Post

Saving time in open-source

Following the trail of best practices.

Saving time in open-source
Expand all detail boxes for printing

In computational research, it is a standard to publish code alongside manuscripts for reproducibility. However, most of that code is not designed to be reused for other applications. Consequently, new methods are less accessible to the community, resulting in a lower impact. Thus, the question is: How to achieve long-term reusability with minimal effort? The simple answer: You can’t. - There is no easy open-source recipe. Nevertheless, we can avoid the most common pitfalls by learning from experience of others.

For this blog post, I spoke with Lukas Heumos and Adrian Šošić. Both are open-source Python developers but come from different backgrounds - academia and industry. Despite that, our discussion revealed that they face similar hurdles.

Lukas is software developer and bioinformatics scientist who contributed to numerous open-source projects. He is best known for his pioneering role in scverse - a consortium of foundational tools for analyzing single-cell data. The scverse community has developed more than 50 high-quality packages with over 50 contributors.

Adrian is data scientist and software developer with industry experience. He is a core developer of the BayBE package, designed for Bayesian optimization of chemical experiments. Originally developed at Merck KGaA Darmstadt, the package has been open-sourced and has since gained widespread popularity both within the company and in the broader community.

With Lukas and Adrian we talked about anecdotes. This is reflected in the blog post, which does not aim to present a comprehensive guide for any of the discussed topics. Also, given that all three of us primarily code in Python, many examples are Python-based. Nevertheless, the open-source principles we discussed are applicable across different programming languages.

This blog post is predominately based on discussions with Lukas and Adrian. However, for the sake of readability, I often omit their names.

Sections list
  • Following the trail of best practices
  • The crossroads at which you should not take the wrong path
    • Code standards
    • GitHub history
    • Taming dependencies
    • Keeping code running consistently
    • Keeping code running correctly
  • Good contributions are never one-sided
  • From coding to community

Following the trail of best practices

If you’re looking for an easy recipe for setting up Python packages, here’s mine: First, find the latest repository from Lukas. Second, copy over all his packaging code and use it. This prompts the question: How does Lukas stay updated on current best practices?

A good starting point is to follow widely accepted standards, such as PEPs (Python Enhancement Proposals).
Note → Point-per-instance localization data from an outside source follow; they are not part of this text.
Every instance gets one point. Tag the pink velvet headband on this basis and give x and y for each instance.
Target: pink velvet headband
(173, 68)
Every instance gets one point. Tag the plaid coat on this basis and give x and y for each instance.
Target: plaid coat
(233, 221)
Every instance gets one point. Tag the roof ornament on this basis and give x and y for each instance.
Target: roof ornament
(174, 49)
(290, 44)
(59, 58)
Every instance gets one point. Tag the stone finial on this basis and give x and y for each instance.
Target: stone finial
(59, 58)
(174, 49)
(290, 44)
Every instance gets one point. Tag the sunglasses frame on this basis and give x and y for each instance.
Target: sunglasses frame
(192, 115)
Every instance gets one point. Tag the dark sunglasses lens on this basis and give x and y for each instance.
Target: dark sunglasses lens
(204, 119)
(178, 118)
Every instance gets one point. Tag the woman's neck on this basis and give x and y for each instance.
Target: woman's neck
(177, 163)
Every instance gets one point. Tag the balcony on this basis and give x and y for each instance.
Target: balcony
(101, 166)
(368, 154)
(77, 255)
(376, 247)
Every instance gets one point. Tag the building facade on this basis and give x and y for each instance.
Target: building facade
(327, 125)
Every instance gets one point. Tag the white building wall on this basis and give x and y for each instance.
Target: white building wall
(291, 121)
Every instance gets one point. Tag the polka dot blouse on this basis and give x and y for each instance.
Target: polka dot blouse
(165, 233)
PEPs outline Python design guidelines and new features. Although the extensive PEP index may not seem like an inviting weekend read, a closer look reveals hidden gems amid the technical specifications (Figure 1).

Principles of PEP 20, also known as “The Zen of Python”. Figure 1: PEP 20, also known as “The Zen of Python”. If you ever want to quickly refer to it when writing Python code, just type import this.

Besides following PEPs, useful standards can also be found within the community. In search of unwritten upcoming practices, Lukas regularly flips through GitHub pages of bigger tech companies and open-source initiatives. He also follows developers’ posts and Reddit communities1 (Figure 2).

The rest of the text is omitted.